Welche Alternativen gibt es — und wann solltest du welche wählen?

  1. Langhantel-Kniebeuge (Back Squat)
  • Warum wählen: Höchste Übertragbarkeit auf Ganzkörperkraft und funktionelle Leistung; trainiert Quads, Glutes, Rumpf und Stabilität.
  • Wann wählen: Du hast saubere Technik, keine gravierenden Rücken- oder Knieprobleme und willst maximale Systembelastung/Transfer.
  • Nachteile: Größere technische Anforderungen und stärkere Belastung der Wirbelsäule.
  • Vergleich: Für direkten Vergleich Leg Press vs Kniebeuge siehe https://www.repbro.app/vs .
  1. Bulgarian Split Squat (einbeinig)
  • Warum wählen: Hervorragend, um muskuläre Dysbalancen auszumerzen, viel Quads- und Glute-Einsatz, geringere Wirbelsäulenbelastung.
  • Wann wählen: Wenn du limitierende Kraftunterschiede zwischen den Beinen oder Rückenprobleme hast, oder wenn du mehr Volumen ohne große Gewichte willst.
  • Nachteile: Bedarf Balance, weniger maximalgewichtfähig als Bilateral-Übungen.
  1. Hack Squat / Smith-Maschine Squat
  • Warum wählen: Maschinell geführte Variante, ähnlich Druckwinkel wie Leg Press, leichteres Technik-Setup.
  • Wann wählen: Wenn freie Kniebeugen technisch noch unsicher sind oder du isoliertes Beinarbeit-Volumen ohne Gleichgewichtsanforderung willst.
  • Nachteile: Geräteabhängig, fixe Schiene kann natürliche Bewegungsbahn einschränken.
  1. Rumänisches Kreuzheben (RDL) oder Schlittenziehen (Sled Push)
  • Warum wählen: Wenn Fokus auf Gluteus und Hamstrings liegt. RDL trainiert posterior chain mit geringer Kniebelastung; Sled Push ist praktisch, wenn Gelenkschonung und hoher metabolischer Reiz gewünscht sind.
  • Wann wählen: Bei Knieproblemen, wenn du die hintere Kette stärken willst oder Abwechslung suchst, um Plateaus zu umgehen.
  • Nachteile: RDL erfordert gute Hüftgelenk-Kontrolle; Sled benötigt Platz/Ausrüstung.

Was tun bei Plateaus oder Schmerzen bei der Leg Press?

  • Plateau-Optionen: Mehr Volumen (+1–2 Sätze/Woche), veränderte Fußstellung, exzentrische Betonung (3 s absenken), einbeinige Variationen oder temporäre Umstellung auf schwerere, niedrigere Wdh.-Zyklen (4–6 Wdh.)
  • Bei Schmerzen: Reduziere Volumen und Tiefe, überprüfe Sitz- und Fußposition, alternativ auf einbeiniges Training oder RDL wechseln.

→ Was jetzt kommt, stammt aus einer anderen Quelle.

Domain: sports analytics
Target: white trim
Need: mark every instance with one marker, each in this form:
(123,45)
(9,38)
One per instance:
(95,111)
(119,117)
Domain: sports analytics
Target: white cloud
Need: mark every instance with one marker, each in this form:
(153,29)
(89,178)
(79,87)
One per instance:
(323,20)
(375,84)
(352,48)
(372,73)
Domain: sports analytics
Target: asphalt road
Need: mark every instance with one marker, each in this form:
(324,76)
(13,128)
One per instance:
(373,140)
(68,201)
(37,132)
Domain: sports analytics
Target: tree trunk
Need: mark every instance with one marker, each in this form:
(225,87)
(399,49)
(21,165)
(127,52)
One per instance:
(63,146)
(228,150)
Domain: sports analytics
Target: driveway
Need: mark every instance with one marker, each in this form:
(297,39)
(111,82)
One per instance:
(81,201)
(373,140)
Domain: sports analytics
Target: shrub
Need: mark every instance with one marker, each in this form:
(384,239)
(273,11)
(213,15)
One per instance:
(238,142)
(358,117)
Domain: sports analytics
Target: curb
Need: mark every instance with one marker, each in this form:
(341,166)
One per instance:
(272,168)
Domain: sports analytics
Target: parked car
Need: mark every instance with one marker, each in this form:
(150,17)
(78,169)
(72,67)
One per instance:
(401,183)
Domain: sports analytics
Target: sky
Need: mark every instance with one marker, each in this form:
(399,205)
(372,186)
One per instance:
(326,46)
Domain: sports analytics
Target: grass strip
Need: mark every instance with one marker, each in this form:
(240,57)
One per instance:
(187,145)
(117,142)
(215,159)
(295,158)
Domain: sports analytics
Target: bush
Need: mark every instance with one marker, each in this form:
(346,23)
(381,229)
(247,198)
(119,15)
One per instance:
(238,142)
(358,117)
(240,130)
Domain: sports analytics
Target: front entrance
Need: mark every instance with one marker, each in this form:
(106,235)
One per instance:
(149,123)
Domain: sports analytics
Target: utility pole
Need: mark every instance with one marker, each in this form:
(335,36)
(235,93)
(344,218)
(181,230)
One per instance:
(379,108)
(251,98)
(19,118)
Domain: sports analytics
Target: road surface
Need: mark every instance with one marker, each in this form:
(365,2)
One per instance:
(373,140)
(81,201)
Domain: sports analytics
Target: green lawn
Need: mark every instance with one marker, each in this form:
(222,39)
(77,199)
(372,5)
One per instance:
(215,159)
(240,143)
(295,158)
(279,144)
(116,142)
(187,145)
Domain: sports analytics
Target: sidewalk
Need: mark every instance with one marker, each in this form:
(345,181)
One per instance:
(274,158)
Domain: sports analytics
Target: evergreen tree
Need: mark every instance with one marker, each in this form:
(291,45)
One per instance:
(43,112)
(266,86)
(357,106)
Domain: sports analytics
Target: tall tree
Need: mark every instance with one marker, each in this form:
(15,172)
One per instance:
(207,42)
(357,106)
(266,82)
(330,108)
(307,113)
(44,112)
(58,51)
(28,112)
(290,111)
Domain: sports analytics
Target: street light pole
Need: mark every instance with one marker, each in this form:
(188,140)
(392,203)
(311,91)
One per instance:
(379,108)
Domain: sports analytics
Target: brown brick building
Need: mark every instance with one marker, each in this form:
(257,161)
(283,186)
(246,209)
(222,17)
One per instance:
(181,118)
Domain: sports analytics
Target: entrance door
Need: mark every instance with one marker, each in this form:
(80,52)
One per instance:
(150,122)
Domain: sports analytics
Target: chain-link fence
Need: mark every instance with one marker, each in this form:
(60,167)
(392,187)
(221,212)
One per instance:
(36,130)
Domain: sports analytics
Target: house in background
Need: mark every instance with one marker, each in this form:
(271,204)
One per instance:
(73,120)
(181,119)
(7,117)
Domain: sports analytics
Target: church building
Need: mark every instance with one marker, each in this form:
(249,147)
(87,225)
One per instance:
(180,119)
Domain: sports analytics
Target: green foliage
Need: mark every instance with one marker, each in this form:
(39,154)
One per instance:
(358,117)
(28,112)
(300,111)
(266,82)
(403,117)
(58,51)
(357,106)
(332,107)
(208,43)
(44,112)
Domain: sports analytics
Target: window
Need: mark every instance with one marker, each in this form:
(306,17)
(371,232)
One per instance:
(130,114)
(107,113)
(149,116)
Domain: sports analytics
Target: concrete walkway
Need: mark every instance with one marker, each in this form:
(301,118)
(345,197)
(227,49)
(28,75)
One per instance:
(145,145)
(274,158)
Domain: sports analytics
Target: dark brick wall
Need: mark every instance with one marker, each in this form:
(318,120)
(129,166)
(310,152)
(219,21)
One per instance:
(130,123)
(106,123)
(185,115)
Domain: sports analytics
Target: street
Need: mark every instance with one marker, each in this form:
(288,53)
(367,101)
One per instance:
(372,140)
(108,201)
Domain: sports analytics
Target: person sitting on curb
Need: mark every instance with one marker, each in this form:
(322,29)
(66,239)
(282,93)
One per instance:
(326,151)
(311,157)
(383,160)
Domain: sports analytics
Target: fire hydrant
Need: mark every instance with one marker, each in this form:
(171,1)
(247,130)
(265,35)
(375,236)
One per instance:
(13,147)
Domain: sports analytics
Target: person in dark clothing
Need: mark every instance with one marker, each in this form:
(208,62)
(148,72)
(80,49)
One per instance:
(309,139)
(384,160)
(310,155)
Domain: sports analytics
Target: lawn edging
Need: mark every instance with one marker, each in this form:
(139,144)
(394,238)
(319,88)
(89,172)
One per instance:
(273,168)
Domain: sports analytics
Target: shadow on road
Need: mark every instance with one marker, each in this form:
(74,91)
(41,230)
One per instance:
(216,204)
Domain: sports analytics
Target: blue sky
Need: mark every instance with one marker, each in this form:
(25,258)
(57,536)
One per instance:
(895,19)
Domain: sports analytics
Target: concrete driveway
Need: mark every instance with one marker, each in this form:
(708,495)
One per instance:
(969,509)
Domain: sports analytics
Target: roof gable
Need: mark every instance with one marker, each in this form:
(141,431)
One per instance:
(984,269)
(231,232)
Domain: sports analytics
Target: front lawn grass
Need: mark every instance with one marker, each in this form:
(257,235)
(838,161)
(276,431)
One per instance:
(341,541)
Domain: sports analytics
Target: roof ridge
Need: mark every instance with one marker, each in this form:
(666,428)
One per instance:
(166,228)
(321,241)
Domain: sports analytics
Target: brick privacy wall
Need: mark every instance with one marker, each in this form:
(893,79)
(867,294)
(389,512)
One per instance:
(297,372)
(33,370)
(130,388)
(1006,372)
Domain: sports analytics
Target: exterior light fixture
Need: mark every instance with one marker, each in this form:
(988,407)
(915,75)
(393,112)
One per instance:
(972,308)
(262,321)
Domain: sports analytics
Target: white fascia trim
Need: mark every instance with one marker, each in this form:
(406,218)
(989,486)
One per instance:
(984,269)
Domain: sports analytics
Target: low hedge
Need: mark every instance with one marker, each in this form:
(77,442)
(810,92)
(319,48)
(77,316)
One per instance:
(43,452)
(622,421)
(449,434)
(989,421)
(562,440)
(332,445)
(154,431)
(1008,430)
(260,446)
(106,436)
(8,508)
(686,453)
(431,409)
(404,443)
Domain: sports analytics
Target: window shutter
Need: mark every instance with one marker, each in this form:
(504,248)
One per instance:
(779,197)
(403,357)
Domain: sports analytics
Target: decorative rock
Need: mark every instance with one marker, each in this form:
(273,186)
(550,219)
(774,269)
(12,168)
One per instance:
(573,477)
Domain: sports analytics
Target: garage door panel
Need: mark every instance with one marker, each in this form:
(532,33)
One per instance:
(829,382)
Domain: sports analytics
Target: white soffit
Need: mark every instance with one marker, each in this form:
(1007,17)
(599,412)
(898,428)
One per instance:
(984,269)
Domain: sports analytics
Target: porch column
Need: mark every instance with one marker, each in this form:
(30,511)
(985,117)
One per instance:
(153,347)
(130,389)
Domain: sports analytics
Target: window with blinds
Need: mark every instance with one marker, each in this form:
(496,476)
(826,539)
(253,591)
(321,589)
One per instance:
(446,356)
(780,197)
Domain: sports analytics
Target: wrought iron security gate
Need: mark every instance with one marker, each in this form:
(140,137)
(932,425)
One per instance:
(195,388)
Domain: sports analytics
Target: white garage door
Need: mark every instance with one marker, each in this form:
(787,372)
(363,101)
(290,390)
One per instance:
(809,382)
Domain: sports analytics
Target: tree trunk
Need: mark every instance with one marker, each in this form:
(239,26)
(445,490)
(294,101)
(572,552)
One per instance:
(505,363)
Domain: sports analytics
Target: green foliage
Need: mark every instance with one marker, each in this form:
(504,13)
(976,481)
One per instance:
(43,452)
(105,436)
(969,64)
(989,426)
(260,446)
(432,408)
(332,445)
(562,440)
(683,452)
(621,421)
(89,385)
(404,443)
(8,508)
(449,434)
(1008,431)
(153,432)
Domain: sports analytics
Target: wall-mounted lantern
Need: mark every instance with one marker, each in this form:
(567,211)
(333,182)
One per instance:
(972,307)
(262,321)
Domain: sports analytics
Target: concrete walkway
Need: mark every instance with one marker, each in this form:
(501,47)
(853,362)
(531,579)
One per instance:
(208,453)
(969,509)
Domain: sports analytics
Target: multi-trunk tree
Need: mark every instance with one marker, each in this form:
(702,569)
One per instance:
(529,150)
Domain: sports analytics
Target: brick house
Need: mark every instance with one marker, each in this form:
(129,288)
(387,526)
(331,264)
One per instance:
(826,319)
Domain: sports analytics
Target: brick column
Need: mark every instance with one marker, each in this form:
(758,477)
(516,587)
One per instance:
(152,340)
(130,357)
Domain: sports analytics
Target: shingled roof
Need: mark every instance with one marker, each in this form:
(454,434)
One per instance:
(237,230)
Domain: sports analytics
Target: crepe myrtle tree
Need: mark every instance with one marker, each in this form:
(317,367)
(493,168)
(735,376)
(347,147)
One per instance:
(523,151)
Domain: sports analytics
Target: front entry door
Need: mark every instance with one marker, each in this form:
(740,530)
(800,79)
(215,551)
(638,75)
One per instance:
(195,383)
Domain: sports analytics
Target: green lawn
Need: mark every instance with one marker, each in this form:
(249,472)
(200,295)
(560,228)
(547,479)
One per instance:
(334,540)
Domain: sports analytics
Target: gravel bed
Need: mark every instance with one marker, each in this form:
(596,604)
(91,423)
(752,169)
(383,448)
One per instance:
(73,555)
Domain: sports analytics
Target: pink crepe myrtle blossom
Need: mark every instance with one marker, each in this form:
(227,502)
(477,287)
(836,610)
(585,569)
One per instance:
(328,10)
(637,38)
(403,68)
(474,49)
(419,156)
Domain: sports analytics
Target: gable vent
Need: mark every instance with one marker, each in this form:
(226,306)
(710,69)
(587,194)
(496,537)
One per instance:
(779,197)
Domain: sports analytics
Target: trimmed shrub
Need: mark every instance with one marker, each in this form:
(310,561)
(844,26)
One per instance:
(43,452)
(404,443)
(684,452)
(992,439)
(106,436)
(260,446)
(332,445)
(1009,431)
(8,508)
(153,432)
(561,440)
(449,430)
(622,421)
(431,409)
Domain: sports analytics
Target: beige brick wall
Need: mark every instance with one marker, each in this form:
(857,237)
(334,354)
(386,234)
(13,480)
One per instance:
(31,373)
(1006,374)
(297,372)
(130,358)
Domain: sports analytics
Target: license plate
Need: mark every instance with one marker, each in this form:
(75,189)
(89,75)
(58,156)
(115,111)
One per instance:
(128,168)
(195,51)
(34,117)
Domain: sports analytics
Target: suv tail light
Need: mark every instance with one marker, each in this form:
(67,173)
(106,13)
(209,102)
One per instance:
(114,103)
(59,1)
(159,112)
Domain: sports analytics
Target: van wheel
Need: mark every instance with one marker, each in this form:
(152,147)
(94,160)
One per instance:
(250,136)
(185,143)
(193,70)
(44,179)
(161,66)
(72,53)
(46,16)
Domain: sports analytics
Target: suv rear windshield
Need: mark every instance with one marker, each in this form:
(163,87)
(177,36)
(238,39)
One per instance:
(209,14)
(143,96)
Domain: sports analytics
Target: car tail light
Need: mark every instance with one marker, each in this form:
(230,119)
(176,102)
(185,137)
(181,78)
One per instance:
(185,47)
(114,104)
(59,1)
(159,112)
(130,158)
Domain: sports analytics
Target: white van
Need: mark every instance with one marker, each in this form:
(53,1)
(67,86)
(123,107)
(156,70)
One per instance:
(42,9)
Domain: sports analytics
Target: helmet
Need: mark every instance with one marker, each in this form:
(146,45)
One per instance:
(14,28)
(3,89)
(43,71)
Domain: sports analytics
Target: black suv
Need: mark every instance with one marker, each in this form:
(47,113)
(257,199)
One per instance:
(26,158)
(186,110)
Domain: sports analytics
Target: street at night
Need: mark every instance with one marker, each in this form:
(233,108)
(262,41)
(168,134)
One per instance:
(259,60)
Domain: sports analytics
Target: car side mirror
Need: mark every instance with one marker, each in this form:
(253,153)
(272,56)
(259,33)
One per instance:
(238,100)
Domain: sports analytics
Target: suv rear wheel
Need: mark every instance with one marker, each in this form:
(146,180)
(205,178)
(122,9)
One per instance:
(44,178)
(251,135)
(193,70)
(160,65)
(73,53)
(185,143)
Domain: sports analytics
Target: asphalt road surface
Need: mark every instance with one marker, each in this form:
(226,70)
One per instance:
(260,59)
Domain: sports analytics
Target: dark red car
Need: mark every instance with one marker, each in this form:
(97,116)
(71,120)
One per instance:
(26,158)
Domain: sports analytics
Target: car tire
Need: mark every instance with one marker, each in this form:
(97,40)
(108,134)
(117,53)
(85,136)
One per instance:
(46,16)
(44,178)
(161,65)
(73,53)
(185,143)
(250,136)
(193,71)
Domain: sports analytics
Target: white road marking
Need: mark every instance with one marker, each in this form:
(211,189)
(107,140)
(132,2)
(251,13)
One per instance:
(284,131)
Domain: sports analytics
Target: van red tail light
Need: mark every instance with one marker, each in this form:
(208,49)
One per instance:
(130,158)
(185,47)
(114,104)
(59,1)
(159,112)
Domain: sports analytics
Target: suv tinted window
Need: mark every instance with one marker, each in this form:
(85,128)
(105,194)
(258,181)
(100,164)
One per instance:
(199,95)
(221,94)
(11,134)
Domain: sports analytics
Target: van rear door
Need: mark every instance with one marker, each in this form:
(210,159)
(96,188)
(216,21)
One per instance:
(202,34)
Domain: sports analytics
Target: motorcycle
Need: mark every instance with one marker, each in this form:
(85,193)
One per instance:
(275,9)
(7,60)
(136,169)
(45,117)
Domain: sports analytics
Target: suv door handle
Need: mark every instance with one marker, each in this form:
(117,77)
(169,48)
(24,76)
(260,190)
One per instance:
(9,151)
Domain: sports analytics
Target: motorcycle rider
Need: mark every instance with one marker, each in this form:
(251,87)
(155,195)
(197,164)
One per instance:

Konsultiere bei anhaltenden Beschwerden Fachpersonal.

Ehrliche Takeaway-Zusammenfassung: Die Leg Press ist ein hocheffizientes Tool für Quad-Volumen und gut als Ergänzung zur Kniebeuge; bei Platz- oder Verletzungsbeschränkungen bieten Bulgarian Split Squats, Hack Squats, Back Squats und posterior-chain-Varianten sinnvolle Alternativen.

Frequently asked questions

Trainiert der Leg Press nur die Quads?
Nein. Primär sind die Quadrizeps beteiligt, aber Gesäßmuskulatur (Gluteus maximus) und hintere Oberschenkel (Hamstrings) arbeiten als Sekundärmuskeln; Fußstellung beeinflusst die Betonung.
Ist Leg Press sicher für den Rücken?
Bei richtiger Technik — Rücken flach an der Lehne, kein Überstrecken der Hüfte — ist die Leg Press eine relative sichere Option, besonders wenn Rumpfbelastung problematisch ist. Bei Unsicherheit einen Trainer konsultieren.
Wie oft sollte ich Leg Press pro Woche machen?
2-mal pro Woche pro Muskelgruppe ist effektiv. Typische Vorgaben: 3–4 Sätze à 6–12 Wiederholungen für Kraft/Hypertrophie, oder 12–20 Wiederholungen für Ausdauer/Metabolik.